Tunnelin levy got their records from whole saler Pertti Lehto, who imported records under the auspices of his own company called Musica, and Emu used to write for him the lists of titles needed in Tunnelin levy. Lehto was the man who suggested the opening of a new store to Emu. A woman by the name of Tiina Ruolanto, who was also working in Tunnelin levy but who was leaving the company, was talked into the venture, and through Lehto they knew a man named Erkki Kurenniemi, who was also asked to join the forces. Kurenniemi had a company called Digelius Electronics Finland, and the name of the record shop came from that company, Digelius being an amalgam word, combining the words digital, electronics and Sibelius.

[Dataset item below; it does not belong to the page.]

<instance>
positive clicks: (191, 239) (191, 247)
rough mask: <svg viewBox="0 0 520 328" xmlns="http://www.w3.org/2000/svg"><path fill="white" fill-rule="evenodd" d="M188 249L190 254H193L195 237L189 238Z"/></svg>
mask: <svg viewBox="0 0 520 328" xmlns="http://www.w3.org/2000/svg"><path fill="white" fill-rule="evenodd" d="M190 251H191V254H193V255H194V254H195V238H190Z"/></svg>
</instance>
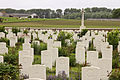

Later Digelius Electronics went bankrupt, and Tiina Ruolanto moved to Sweden. Digelius Music was left with three partners, when Juhani "Juntsa" Aalto bought half of the stock.
Helsingin Sanomat wrote the following about Emu:
Digelius Music and Emu became synonyms for excellent customer service. Once in 2015 a man came in the store and left a bag full of CDs on the floor, not bothering to wait to hear what the store owner thought about them. Emu went through the CDs, and found next to nothing worth selling in his store. However, a query came in the same day from Lieksa, Eastern Finland, asking if the store had any records by the French singer Joe Dassin. By coincidence, the bag contained a CD by this artist, and even the two songs that were the favourites of the daughter of the man from Lieksa. Emu answered him that he would mail the CD to him free of charge. Later he received thanks in an e-mail, in which the man told him that he ran a sheep farm and that in gratitude, the first-born lamb of that spring had been named "Digelius". He also sent a photo of the lamb.
Birdwatching
Emu was "a passionate birdwatcher", and he was one of the most active members of Tringa, the Greater Helsinki Ornithologist Society. Among other things, he was one of the founders of its bird observatory in Hanko, and he was in charge of it during 1979–1984. He served on the bird observatory committee from 1981 on, and as its president during 1984–2017.Birdwatching took Emu abroad a number of times, most often to India, which he visited 18 times. Goa was his favourite place there. One trip took him to Namibia, to Walvis Bay and Kavango. He had seen about 300–400 species of birds in Finland, and around 2000 in the whole world, of which some 830 in India.
Honours
In 2011 Jazzmuusikot, the Finnish association of Jazz musicians, named Emu the Jazz Digger of the Year. This award is given to a jazz listener, who "shows genuine and lasting interest in jazz music and represents a decent and open-minded community spirit". In addition, it was said that Lehtinen had acted as an encompassing and encouraging flag bearer for jazz music and as a person who brings musicians and their audiences together.Death
Emu died in October 2017, after having been ill for half a week. His last day at work in Digelius Music was Wednesday, 18 October 2017. The following day he went into a hospital due to dyspnoea, and on Friday he was told he had leukemia. He died in Helsinki early on Sunday morning.A jazz concert in Lehtinen's memory was held at Korjaamo in Helsinki on 11 December 2017.